しかし、その日は様子が違った。普段ならその鍛え上げられた肉体の、腹の底から吐き出すようにして怒鳴り散らす彼が、その日だけは黙って主の執務室を出ていったのだ。
長い銀髪の先からダークブラウンの液体が滴り落ちるのも気にせず、彼は廊下を歩いた。絨毯が汚れると小言を洩らしたルッスーリアに、彼はチラリと視線を遣っただけで何も言わずに目の前を通り過ぎてしまった。

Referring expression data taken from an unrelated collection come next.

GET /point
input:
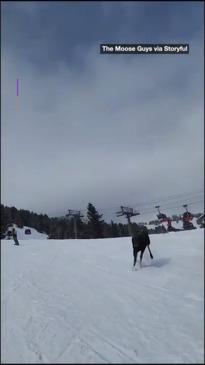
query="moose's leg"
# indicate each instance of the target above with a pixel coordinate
(135, 255)
(141, 255)
(150, 252)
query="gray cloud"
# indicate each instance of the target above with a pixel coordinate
(123, 129)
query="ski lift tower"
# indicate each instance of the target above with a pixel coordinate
(128, 213)
(161, 216)
(76, 214)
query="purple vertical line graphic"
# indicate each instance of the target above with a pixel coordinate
(17, 87)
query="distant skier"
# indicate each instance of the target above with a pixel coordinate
(14, 235)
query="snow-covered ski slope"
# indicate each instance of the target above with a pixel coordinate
(79, 301)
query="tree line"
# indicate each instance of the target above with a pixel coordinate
(92, 226)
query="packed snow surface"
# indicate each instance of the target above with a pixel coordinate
(80, 301)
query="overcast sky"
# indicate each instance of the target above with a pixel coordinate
(107, 129)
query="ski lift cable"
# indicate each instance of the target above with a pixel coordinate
(164, 202)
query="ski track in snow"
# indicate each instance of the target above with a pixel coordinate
(74, 301)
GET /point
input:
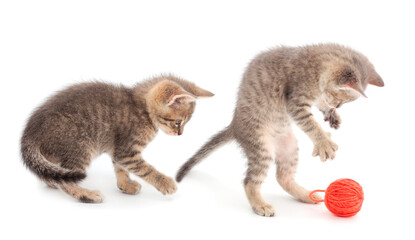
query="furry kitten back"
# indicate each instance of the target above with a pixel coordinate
(77, 124)
(278, 88)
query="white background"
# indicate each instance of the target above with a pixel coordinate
(47, 45)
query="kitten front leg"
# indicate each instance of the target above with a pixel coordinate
(124, 182)
(136, 165)
(323, 145)
(330, 114)
(332, 117)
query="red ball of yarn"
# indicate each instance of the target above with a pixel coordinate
(344, 197)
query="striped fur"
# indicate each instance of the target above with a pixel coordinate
(77, 124)
(278, 88)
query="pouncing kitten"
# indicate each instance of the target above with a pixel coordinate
(79, 123)
(278, 88)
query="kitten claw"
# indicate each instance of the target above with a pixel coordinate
(129, 187)
(333, 118)
(326, 149)
(166, 185)
(266, 210)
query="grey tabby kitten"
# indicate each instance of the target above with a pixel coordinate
(79, 123)
(279, 87)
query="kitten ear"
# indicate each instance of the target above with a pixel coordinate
(349, 81)
(375, 79)
(180, 97)
(201, 93)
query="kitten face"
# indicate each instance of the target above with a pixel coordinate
(348, 84)
(171, 106)
(173, 120)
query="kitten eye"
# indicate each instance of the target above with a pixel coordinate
(167, 119)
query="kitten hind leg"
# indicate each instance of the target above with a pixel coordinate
(287, 159)
(82, 194)
(258, 165)
(124, 182)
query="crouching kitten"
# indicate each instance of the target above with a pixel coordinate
(79, 123)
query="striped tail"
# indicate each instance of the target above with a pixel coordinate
(216, 141)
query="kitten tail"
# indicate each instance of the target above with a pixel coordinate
(49, 172)
(216, 141)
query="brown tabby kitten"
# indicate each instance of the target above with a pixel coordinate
(278, 88)
(83, 121)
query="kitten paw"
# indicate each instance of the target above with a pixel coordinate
(326, 149)
(166, 185)
(91, 197)
(333, 118)
(129, 187)
(266, 210)
(315, 196)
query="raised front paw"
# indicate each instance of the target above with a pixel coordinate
(325, 148)
(333, 118)
(166, 185)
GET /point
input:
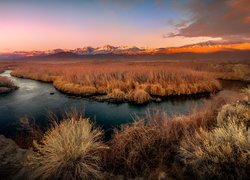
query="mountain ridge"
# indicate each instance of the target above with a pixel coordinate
(203, 47)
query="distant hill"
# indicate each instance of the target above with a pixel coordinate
(214, 47)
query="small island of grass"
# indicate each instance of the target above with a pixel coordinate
(6, 85)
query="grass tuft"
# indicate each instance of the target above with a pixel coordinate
(70, 150)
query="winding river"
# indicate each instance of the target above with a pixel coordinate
(35, 99)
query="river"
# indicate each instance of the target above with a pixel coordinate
(35, 99)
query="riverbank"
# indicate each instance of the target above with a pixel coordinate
(133, 82)
(6, 85)
(154, 146)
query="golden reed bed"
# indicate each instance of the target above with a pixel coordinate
(136, 82)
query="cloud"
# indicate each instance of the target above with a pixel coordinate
(228, 19)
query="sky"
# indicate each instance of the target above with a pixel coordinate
(27, 25)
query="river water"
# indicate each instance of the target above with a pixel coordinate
(35, 99)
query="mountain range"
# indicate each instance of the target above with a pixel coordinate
(203, 47)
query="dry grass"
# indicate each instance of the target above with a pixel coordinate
(130, 79)
(70, 150)
(5, 82)
(149, 146)
(6, 85)
(223, 152)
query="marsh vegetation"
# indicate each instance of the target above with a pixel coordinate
(133, 81)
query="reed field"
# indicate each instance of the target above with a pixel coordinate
(213, 141)
(133, 81)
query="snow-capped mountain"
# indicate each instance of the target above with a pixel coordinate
(203, 47)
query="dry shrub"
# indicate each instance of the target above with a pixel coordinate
(6, 82)
(137, 149)
(239, 113)
(139, 96)
(69, 150)
(149, 147)
(223, 152)
(117, 94)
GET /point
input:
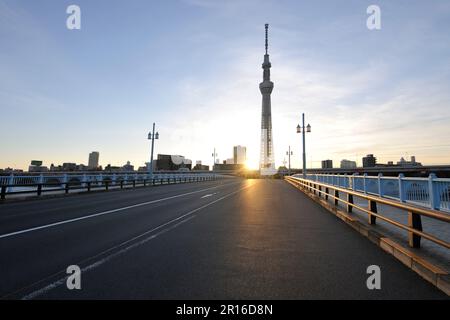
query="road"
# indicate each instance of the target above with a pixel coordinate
(227, 239)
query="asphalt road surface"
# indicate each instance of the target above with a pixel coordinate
(227, 239)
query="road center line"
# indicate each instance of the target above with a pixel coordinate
(7, 235)
(165, 228)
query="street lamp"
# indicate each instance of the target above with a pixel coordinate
(152, 136)
(214, 155)
(289, 153)
(302, 129)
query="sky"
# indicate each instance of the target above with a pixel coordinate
(194, 66)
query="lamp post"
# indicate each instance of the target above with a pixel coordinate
(214, 155)
(289, 153)
(302, 129)
(152, 136)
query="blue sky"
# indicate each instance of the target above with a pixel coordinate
(193, 67)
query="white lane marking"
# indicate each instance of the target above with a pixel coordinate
(104, 212)
(98, 263)
(208, 195)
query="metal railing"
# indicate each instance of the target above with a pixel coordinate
(414, 226)
(431, 192)
(39, 184)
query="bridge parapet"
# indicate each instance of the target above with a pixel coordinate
(332, 186)
(431, 192)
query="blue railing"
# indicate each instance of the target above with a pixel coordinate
(431, 192)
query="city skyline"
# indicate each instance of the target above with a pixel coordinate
(101, 87)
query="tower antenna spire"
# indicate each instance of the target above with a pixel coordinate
(267, 36)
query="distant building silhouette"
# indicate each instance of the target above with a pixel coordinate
(172, 163)
(369, 161)
(348, 164)
(93, 160)
(327, 164)
(239, 154)
(405, 163)
(128, 167)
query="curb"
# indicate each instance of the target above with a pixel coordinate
(430, 272)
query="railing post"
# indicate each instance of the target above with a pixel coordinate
(380, 185)
(336, 195)
(365, 183)
(372, 208)
(3, 193)
(401, 189)
(415, 222)
(84, 180)
(350, 202)
(353, 181)
(433, 193)
(10, 181)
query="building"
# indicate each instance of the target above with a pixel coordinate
(267, 159)
(228, 167)
(239, 154)
(167, 162)
(36, 166)
(200, 167)
(412, 163)
(69, 166)
(348, 164)
(327, 164)
(110, 168)
(93, 160)
(128, 167)
(369, 161)
(230, 161)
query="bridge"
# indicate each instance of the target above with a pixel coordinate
(228, 238)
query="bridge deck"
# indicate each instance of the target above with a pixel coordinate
(229, 239)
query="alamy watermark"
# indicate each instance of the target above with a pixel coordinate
(73, 21)
(74, 280)
(374, 20)
(374, 280)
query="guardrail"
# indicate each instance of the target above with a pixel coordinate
(431, 192)
(414, 227)
(41, 183)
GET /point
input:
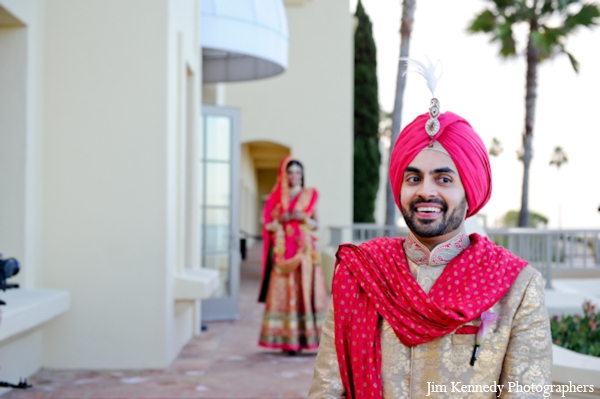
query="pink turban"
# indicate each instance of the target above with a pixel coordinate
(464, 147)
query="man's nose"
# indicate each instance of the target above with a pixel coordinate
(427, 189)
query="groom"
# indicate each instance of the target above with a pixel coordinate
(440, 308)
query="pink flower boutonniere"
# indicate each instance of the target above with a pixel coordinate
(487, 319)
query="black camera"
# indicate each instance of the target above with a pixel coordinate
(8, 268)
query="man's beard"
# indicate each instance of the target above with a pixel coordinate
(428, 228)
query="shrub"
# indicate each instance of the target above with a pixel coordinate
(578, 333)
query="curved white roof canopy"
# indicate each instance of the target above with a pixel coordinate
(243, 39)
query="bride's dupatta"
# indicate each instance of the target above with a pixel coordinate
(291, 241)
(293, 286)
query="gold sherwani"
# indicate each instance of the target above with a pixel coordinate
(518, 348)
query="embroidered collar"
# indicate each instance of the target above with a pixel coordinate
(441, 254)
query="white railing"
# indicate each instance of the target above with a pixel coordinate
(546, 250)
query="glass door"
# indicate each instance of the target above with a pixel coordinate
(219, 197)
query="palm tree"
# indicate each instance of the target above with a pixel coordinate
(558, 158)
(549, 24)
(408, 18)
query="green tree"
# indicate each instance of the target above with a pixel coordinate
(367, 157)
(558, 158)
(549, 23)
(406, 26)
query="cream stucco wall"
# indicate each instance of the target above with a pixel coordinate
(309, 107)
(116, 188)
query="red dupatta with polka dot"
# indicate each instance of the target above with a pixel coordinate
(374, 280)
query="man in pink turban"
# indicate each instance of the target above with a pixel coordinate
(441, 313)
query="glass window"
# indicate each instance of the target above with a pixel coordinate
(218, 184)
(217, 230)
(218, 138)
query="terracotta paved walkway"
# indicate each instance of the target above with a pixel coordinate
(223, 362)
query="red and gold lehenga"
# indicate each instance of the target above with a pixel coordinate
(293, 287)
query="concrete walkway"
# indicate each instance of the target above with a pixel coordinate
(223, 362)
(226, 362)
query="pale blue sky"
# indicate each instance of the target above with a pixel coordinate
(490, 92)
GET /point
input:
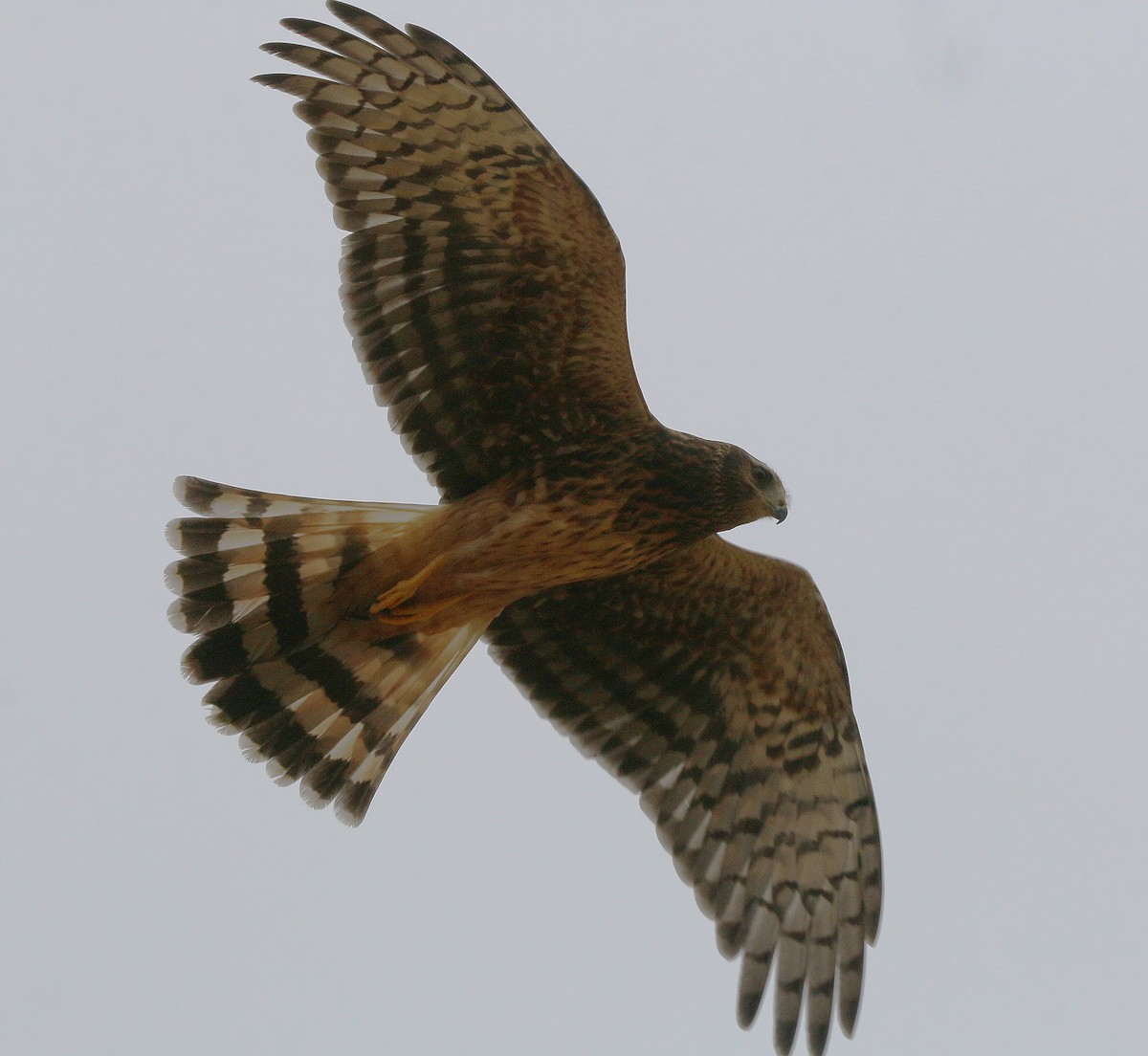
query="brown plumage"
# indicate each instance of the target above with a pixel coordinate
(485, 292)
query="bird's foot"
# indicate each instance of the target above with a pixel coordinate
(395, 606)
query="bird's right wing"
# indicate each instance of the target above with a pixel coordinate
(481, 280)
(713, 683)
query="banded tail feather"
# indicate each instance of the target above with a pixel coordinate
(321, 694)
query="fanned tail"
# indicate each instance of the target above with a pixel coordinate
(319, 693)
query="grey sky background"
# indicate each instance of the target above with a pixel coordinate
(896, 250)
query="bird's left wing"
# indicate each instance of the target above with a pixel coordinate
(481, 280)
(713, 683)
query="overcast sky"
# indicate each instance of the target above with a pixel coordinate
(896, 250)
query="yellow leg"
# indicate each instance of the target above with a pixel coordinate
(394, 606)
(405, 615)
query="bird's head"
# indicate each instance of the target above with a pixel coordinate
(752, 489)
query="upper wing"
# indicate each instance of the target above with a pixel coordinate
(481, 279)
(713, 683)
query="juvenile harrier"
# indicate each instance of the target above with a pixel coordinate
(485, 292)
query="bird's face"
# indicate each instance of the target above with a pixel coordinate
(753, 489)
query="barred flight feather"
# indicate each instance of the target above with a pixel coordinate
(743, 751)
(322, 697)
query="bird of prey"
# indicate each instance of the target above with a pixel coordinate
(483, 288)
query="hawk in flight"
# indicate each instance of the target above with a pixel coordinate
(483, 288)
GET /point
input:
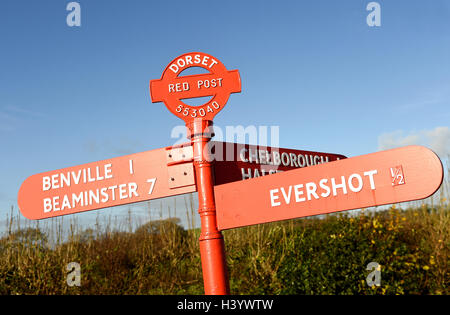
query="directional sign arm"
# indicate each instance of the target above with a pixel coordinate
(392, 176)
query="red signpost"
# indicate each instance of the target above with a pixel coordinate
(118, 181)
(316, 183)
(236, 161)
(385, 177)
(171, 89)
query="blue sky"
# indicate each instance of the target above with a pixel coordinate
(73, 95)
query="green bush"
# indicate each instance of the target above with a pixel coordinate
(306, 256)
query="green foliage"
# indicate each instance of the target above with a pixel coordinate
(306, 256)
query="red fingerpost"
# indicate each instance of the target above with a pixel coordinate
(171, 89)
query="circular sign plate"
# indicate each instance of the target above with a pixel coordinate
(172, 88)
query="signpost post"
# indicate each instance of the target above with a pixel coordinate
(329, 183)
(218, 84)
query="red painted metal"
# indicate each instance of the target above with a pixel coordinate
(117, 181)
(236, 161)
(171, 89)
(353, 183)
(212, 248)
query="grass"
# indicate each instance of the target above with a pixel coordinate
(305, 256)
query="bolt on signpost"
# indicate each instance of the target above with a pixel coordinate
(219, 83)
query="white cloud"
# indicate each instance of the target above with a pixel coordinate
(437, 140)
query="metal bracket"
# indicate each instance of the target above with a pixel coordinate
(180, 166)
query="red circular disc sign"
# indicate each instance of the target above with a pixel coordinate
(172, 88)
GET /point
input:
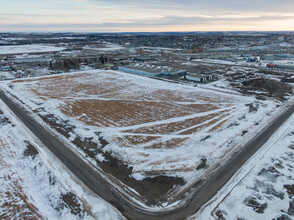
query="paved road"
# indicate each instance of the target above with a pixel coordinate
(98, 185)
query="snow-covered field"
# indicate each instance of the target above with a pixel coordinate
(33, 48)
(155, 127)
(263, 188)
(33, 189)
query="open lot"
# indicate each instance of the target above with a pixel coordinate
(144, 131)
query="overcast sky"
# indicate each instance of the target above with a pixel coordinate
(146, 15)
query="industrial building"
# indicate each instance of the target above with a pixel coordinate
(280, 66)
(198, 78)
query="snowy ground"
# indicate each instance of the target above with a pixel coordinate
(152, 126)
(34, 186)
(33, 48)
(263, 188)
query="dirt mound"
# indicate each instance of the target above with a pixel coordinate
(270, 87)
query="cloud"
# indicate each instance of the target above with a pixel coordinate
(168, 21)
(129, 15)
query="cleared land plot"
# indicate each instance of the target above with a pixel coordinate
(151, 127)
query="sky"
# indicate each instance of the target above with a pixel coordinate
(145, 15)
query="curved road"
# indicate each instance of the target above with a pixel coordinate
(101, 187)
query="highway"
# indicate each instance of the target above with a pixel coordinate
(94, 181)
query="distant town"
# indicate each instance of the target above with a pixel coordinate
(186, 57)
(188, 125)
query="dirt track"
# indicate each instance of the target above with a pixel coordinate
(93, 180)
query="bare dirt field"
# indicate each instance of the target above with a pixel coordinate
(148, 133)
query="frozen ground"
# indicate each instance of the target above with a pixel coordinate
(152, 126)
(33, 48)
(33, 189)
(263, 188)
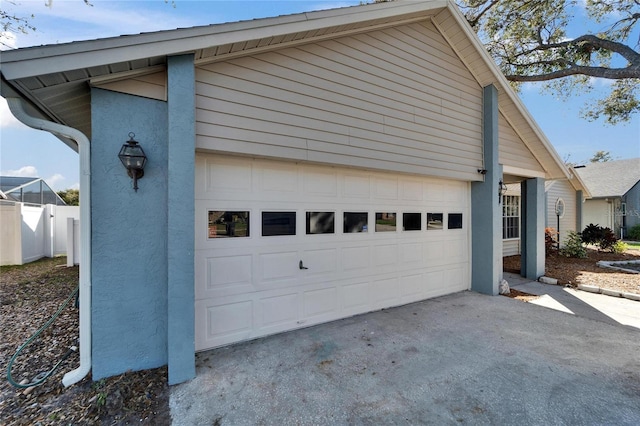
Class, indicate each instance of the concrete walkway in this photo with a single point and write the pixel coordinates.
(465, 358)
(598, 307)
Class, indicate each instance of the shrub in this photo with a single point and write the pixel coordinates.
(592, 234)
(634, 232)
(619, 247)
(603, 238)
(573, 246)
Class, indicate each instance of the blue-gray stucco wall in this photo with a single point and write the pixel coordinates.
(486, 210)
(129, 236)
(180, 210)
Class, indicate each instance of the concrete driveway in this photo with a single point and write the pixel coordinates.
(465, 358)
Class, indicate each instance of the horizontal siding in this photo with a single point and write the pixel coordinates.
(562, 189)
(152, 86)
(512, 151)
(396, 99)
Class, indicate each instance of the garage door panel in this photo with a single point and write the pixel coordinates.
(357, 186)
(320, 262)
(278, 312)
(278, 178)
(384, 255)
(385, 293)
(355, 258)
(227, 175)
(412, 253)
(320, 183)
(278, 266)
(227, 275)
(248, 287)
(355, 297)
(321, 304)
(385, 188)
(227, 322)
(412, 288)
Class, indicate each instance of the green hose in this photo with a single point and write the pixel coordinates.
(41, 377)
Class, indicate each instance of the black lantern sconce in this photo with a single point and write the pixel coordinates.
(133, 159)
(502, 189)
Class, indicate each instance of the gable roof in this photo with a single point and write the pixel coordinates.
(62, 93)
(610, 178)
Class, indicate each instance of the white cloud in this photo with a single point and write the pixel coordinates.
(77, 21)
(25, 171)
(7, 40)
(55, 180)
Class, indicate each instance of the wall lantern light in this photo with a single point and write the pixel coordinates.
(133, 159)
(502, 189)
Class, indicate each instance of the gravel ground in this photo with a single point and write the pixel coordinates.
(574, 271)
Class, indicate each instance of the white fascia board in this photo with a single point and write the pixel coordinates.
(504, 85)
(31, 62)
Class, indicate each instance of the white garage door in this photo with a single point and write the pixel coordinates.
(282, 245)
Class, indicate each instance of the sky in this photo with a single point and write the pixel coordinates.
(27, 152)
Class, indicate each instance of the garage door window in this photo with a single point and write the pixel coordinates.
(455, 221)
(434, 221)
(355, 222)
(385, 222)
(412, 221)
(278, 223)
(226, 224)
(320, 223)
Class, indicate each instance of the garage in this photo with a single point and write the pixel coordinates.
(283, 245)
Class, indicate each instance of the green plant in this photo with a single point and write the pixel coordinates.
(591, 234)
(603, 238)
(634, 232)
(619, 247)
(573, 246)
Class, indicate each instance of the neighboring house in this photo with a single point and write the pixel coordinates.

彼は本来、綺麗好きな男であった。それこそ先のルッスーリアに勝るとも劣らぬ、ベルフェゴールに潔癖だと揶揄されてしまう程には、彼の身嗜みはいつもきちんとしており、主の身支度を整え改まった場に相応しいよう演出してやるのも彼だった。だからこそ、彼が廊下を汚して歩いたのはルッスーリア曰く大事件であって、レヴィ・ア・タンでさえ不気味だと呟いていたし、マーモンは守銭奴特有の勘を働かせ、どうにも金に成りそうなネタだと密かに舌鼓を打った。
それが、2週間程前の話である。



 普段から、彼らは主と作戦隊長との関係を深く詮索しない主義だった。愛し合っていそうでいない、微妙な均衡に保たれている2人をつついてみても、自らに災難が返ってくるだけで何も得なことは無いと知っていたからだ。
そんな彼らの目にも、今回の2人の異変は明らかだった。

まず、口を聞かない。
目も合わせない。
任務の報告ともすれば、普通なら主の前に立つことも叶わないような下っ端を向かわせた。
主は主で任務の受け渡しは他の幹部を通してやらせたし、次官へ休みを取らせないよう矢継ぎ早に比較的長期の任務を与えた。


「ねぇ、ボスったら、どうしちゃったのかしら?」

ルッスーリアの怪訝な顔に体現された疑問は、彼ら全員の心に確かに在った。

「どうせまた奴がボスを怒らせたのだろう、仕方の無い奴だ」

「ボクはボスの逆ギレだと思うね」

「スクちゃんも謎なのよねぇ、」

思い思いに己の持論を述べた彼らは、依然口を開かない残りの1人を見遣る。

「ししっ、まぁどうにかなるんじゃね」

ベルフェゴールは彼独特のニヒルな笑みを浮かべて、ティアラを豪奢なシャンデリアに反射させながら身を翻した。
今から任務なんだよねと背中越しに手を振る姿を見送ってから、ルッスーリアは訝しげに眉を潜めた。そうするだけで何も言わなかったのだが。
主の、しいては隊長も合わせて2人の異変は、隊員にとっては少なからず非日常の事象であって、様々な憶測と偏見とが幹部以外の内でも行き交った。それでも誰も、真相に辿り着くことは出来なかった。